On the eve of Canada’s National Junior Team Sport Chek Selection Camp in early December, Josh Morrissey and Madison Bowey were Western Hockey League foes. Morrissey was the captain of the Prince Albert Raiders; fellow blue-liner Bowey was the leader of the league-leading Kelowna Rockets.
By the time they arrived in Toronto, they’d learned that they’d be teammates – and possibly defensive partners – even after the 2015 IIHF World Junior Championship.
Shortly after the Raiders lost to the Vancouver Giants on Dec. 10, Morrissey was traded to Kelowna. At camp the next day the new teammates had no problem breaking the ice.
“We both had big smiles and I gave him a hug,” says Morrissey. “It’s exciting to go to a team that’s having such a good season and be a part of what they’re doing.” (An added bonus: his brother, Jake, is a Rockets goaltender.)
”We talked about it a little bit, about hopefully being able to play with each other as partners after this tournament,” says Bowey. “But right now the main focus is playing (the World Juniors) and winning a gold medal.”
Winnipeg-born Bowey and Calgary-raised Morrissey are hardly strangers to each other.
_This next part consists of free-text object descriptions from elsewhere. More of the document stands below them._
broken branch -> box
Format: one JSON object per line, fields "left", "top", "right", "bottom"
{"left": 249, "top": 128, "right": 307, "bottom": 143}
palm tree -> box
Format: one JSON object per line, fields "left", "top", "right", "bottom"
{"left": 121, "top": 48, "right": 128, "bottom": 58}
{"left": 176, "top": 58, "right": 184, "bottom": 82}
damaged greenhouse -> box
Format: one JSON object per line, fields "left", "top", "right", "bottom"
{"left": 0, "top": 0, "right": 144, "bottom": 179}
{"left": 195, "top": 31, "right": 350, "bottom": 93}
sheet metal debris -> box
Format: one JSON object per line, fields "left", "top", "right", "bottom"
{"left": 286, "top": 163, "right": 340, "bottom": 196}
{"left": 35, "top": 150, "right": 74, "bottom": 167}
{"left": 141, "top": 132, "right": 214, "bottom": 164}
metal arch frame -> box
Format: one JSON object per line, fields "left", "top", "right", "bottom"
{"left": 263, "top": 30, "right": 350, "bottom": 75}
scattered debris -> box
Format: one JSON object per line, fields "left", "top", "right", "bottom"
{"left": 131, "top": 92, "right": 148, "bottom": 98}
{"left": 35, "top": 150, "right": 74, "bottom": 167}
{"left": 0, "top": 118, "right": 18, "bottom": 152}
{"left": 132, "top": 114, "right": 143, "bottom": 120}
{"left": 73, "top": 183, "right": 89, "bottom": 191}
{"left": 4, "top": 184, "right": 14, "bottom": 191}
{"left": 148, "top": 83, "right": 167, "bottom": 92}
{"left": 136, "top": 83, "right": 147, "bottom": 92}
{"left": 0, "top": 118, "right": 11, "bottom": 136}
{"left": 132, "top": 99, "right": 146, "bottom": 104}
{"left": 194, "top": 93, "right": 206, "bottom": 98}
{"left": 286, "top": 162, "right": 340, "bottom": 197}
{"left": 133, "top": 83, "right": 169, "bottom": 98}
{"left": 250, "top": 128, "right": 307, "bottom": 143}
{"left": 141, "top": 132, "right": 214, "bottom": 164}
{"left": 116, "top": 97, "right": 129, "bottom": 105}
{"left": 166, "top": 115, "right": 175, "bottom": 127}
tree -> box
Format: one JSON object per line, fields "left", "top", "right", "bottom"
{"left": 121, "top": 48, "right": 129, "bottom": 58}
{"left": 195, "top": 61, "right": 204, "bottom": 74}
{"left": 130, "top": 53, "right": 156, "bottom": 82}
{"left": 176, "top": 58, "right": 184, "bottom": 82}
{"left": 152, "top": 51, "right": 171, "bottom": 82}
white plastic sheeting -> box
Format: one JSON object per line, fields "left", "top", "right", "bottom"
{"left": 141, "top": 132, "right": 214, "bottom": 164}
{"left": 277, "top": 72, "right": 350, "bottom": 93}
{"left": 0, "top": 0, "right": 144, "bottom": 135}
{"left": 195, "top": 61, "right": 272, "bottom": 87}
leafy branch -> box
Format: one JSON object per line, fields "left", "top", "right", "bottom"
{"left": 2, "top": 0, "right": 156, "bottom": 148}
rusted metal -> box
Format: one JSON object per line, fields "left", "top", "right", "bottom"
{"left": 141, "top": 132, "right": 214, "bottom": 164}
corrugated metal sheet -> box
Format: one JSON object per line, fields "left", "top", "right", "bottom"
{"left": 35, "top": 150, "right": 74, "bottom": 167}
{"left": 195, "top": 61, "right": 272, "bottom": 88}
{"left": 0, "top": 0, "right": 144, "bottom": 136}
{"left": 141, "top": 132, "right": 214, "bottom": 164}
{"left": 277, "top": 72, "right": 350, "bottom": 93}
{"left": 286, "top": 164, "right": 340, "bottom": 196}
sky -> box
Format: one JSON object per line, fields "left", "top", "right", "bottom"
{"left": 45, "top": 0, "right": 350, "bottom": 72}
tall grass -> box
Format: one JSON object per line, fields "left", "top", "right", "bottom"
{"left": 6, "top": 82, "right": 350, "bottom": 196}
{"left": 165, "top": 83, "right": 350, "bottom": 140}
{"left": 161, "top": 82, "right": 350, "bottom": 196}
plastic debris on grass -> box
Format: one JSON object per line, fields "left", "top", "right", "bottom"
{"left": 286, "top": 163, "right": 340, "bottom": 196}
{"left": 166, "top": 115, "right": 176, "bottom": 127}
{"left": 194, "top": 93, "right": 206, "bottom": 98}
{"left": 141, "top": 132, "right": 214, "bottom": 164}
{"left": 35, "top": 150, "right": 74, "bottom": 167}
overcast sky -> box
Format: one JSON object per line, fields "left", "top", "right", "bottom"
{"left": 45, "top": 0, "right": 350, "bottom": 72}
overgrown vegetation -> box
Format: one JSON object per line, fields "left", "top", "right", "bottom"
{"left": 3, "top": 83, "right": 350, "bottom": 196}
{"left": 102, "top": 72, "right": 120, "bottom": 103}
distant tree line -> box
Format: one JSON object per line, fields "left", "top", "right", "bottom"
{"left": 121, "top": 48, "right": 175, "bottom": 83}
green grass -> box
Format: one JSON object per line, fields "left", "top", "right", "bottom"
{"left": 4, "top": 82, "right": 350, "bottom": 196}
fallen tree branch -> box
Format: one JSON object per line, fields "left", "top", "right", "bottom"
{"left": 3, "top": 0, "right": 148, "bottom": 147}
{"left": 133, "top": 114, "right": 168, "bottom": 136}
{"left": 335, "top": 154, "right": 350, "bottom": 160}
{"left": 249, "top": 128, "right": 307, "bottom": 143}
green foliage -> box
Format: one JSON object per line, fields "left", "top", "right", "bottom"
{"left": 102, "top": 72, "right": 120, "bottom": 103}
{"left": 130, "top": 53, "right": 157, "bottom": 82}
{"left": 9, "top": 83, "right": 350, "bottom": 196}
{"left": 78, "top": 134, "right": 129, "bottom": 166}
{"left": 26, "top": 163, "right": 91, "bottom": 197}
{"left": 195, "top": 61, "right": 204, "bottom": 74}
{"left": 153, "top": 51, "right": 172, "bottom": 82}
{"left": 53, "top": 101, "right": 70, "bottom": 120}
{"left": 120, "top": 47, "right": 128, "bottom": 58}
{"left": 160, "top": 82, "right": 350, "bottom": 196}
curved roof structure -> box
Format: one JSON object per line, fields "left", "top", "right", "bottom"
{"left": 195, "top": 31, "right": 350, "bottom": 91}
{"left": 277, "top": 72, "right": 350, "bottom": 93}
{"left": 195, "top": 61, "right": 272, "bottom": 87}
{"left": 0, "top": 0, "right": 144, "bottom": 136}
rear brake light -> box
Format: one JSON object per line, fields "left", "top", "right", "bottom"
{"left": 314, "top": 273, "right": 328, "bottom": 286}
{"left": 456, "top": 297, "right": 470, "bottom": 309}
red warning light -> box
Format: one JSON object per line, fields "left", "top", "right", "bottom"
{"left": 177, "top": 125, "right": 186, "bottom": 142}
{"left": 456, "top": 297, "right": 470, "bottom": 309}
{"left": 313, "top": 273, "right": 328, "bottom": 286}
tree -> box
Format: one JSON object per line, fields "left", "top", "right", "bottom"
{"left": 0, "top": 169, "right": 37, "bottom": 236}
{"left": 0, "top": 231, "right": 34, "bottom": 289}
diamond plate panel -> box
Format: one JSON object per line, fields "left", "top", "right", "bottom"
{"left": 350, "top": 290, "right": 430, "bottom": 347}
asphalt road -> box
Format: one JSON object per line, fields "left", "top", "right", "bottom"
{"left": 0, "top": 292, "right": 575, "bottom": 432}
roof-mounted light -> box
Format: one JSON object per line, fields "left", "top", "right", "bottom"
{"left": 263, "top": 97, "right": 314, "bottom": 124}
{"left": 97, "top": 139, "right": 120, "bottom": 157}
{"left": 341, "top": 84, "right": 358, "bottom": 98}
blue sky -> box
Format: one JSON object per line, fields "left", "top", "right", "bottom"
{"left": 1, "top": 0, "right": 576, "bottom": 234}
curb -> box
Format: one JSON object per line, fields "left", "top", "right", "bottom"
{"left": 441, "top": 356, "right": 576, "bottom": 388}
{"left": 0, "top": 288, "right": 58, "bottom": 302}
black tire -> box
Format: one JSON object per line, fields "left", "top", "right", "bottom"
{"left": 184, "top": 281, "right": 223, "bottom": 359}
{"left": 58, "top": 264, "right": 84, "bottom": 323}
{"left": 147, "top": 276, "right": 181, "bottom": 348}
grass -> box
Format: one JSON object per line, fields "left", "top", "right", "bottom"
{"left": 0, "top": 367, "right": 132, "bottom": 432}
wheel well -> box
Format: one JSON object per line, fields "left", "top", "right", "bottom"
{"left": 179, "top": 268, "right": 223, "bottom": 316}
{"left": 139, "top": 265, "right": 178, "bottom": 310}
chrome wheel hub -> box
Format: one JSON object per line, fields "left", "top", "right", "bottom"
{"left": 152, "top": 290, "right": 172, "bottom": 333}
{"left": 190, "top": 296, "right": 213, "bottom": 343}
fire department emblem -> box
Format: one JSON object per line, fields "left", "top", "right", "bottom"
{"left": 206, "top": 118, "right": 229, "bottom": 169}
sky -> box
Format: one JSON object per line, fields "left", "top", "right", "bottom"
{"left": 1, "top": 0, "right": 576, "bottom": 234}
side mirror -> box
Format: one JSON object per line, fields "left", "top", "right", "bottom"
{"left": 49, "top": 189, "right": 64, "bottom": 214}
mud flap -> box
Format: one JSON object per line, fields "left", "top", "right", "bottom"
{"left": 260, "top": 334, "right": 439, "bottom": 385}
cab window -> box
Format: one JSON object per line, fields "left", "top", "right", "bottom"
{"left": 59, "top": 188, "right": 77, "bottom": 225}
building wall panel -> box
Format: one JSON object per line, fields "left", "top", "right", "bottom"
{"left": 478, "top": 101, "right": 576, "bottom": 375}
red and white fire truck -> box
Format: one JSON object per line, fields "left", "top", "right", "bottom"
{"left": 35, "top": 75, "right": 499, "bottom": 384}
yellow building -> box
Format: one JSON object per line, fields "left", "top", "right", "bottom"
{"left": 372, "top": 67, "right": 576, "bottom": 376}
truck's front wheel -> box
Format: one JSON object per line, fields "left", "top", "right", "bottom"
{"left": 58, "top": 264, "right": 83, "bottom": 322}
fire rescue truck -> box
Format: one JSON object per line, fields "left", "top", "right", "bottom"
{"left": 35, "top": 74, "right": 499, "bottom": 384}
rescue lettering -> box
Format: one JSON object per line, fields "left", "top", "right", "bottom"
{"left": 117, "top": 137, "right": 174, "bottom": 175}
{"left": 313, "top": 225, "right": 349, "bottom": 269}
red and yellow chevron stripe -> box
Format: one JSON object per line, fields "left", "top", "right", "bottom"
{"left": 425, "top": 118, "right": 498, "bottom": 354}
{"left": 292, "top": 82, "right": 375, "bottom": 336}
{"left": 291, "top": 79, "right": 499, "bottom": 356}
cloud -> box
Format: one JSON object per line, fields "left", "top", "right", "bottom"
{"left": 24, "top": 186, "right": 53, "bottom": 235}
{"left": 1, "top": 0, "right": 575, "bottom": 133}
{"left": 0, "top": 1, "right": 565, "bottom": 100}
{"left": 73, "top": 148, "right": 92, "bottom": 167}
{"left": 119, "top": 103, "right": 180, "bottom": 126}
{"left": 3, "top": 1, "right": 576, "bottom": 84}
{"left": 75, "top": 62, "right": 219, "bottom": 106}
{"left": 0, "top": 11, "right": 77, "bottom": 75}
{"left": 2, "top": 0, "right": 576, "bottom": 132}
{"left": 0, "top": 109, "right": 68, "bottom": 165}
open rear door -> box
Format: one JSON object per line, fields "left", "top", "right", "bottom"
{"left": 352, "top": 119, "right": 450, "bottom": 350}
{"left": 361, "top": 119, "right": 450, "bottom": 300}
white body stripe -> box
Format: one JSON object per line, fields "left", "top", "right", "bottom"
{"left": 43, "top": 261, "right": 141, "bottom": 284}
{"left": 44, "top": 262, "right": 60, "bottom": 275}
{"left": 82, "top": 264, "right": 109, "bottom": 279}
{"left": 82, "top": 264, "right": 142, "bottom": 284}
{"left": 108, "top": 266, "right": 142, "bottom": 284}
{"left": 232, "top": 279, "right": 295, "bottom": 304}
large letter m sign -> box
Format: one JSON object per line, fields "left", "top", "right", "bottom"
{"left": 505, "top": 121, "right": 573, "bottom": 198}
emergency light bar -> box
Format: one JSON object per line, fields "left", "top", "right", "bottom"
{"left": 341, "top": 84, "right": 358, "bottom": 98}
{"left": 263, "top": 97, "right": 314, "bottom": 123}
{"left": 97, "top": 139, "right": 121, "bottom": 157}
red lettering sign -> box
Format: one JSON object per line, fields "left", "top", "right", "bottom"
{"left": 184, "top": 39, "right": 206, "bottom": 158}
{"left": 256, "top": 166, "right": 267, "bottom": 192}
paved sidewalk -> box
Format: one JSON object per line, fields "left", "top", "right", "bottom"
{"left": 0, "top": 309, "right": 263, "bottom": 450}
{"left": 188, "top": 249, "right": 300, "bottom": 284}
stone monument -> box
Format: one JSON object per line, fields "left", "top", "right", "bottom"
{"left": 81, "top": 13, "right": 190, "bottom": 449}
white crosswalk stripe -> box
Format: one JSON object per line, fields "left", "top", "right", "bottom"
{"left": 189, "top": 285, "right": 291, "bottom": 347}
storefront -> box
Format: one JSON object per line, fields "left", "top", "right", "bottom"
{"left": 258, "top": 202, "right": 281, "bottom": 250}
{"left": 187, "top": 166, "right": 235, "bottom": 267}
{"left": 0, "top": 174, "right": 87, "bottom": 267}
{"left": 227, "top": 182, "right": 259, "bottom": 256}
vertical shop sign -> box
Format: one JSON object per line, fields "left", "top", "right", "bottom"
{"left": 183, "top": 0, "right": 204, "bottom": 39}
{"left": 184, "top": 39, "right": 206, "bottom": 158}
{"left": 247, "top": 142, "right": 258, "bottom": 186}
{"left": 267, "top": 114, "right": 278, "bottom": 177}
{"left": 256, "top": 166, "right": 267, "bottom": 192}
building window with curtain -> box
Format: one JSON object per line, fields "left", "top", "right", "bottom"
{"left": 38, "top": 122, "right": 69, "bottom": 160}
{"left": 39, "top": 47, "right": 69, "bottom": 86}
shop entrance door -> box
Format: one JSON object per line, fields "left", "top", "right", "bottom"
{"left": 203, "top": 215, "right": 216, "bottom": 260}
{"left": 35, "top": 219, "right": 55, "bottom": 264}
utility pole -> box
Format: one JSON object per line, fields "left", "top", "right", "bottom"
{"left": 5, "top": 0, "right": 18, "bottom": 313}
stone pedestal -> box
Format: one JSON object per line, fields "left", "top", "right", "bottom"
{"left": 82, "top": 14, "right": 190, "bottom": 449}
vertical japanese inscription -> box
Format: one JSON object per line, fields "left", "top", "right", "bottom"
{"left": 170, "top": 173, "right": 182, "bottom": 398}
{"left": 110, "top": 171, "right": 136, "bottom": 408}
A friendly rivalry started in spring and summer hockey in their early teens. Morrissey got the upper hand in their first two meetings on the national stage: the 2011 Canada Winter Games (Alberta beat Manitoba) and the 2012 World Under-17 Hockey Challenge (Team Pacific defeated Team West).
Playing in the WHL meant more meetings each season, including one just four days before the trade (a 1-0 Rockets win).
Bowey defends hard and plays physical, says Morrissey, but at the same time he’s ripping shots from the point and one-timers on the power play “As a defenceman on the other team you’re standing in front and know it’s coming,” he says. “It’s nice that I won’t have to stand in front of too many of his shots anymore.”
Morrissey has an uncanny ability to find his teammates, says Bowey, and the strength to keep opposing players at bay at the other end of the ice.
“He’s definitely a full-package defenceman,” says Bowey. “It’s awesome to finally play with him instead of against him.”
The “with” part has already begun at the World Juniors; coach Benoît Groulx has played them as Canada’s top blue-line pairing through the first three games of the tournament. So far they’ve combined for six points and a +13.
The duo is simply picking up from where they left off, having been partners at both the 2012 Memorial of Ivan Hlinka tournament and the 2013 IIHF Ice Hockey U18 World Championship. Canada won both tournaments.
“Winning gold and standing on the blue-line in Sochi [at the U18 world championship] was pretty special, having that it was the Olympic venue a year later,” says Morrissey, who was a team- and tournament-best +10.
They’ve brought lessons learned from those past experiences with Hockey Canada’s Program of Excellence with them to the 2015 IIHF World Junior Championship.
“The U18 tournament showed us that coming together quickly as a team is what can give you success,” says Bowey, who scored the game-tying goal in the gold medal game against the United States.
Winning two tournament-format championships has taught the players how to overcome adversity, says Morrissey.
So has losing them.
Morrissey is one of seven returning players to a Canadian team that finished out of the medals a year ago at the World Juniors in Malmö, Sweden.
“I think you learn more sometimes when you lose and have struggles,” he says. All of those experiences – which also include a bronze medal for Morrissey from the 2012 U18s – have given them the confidence to manage expectations and deal with any stumbles along the way.
Having already struck gold together twice, Bowey and Morrissey hope the third time sharing the blue-line is just as charmed.
And then after that, maybe new lessons will go west with them.
”I think anytime we get to play together it just keeps building familiarity on the ice,” says Morrissey. “Obviously our goal is to win the championship here. If we’re able to do that, we can take what we learn back to Kelowna.”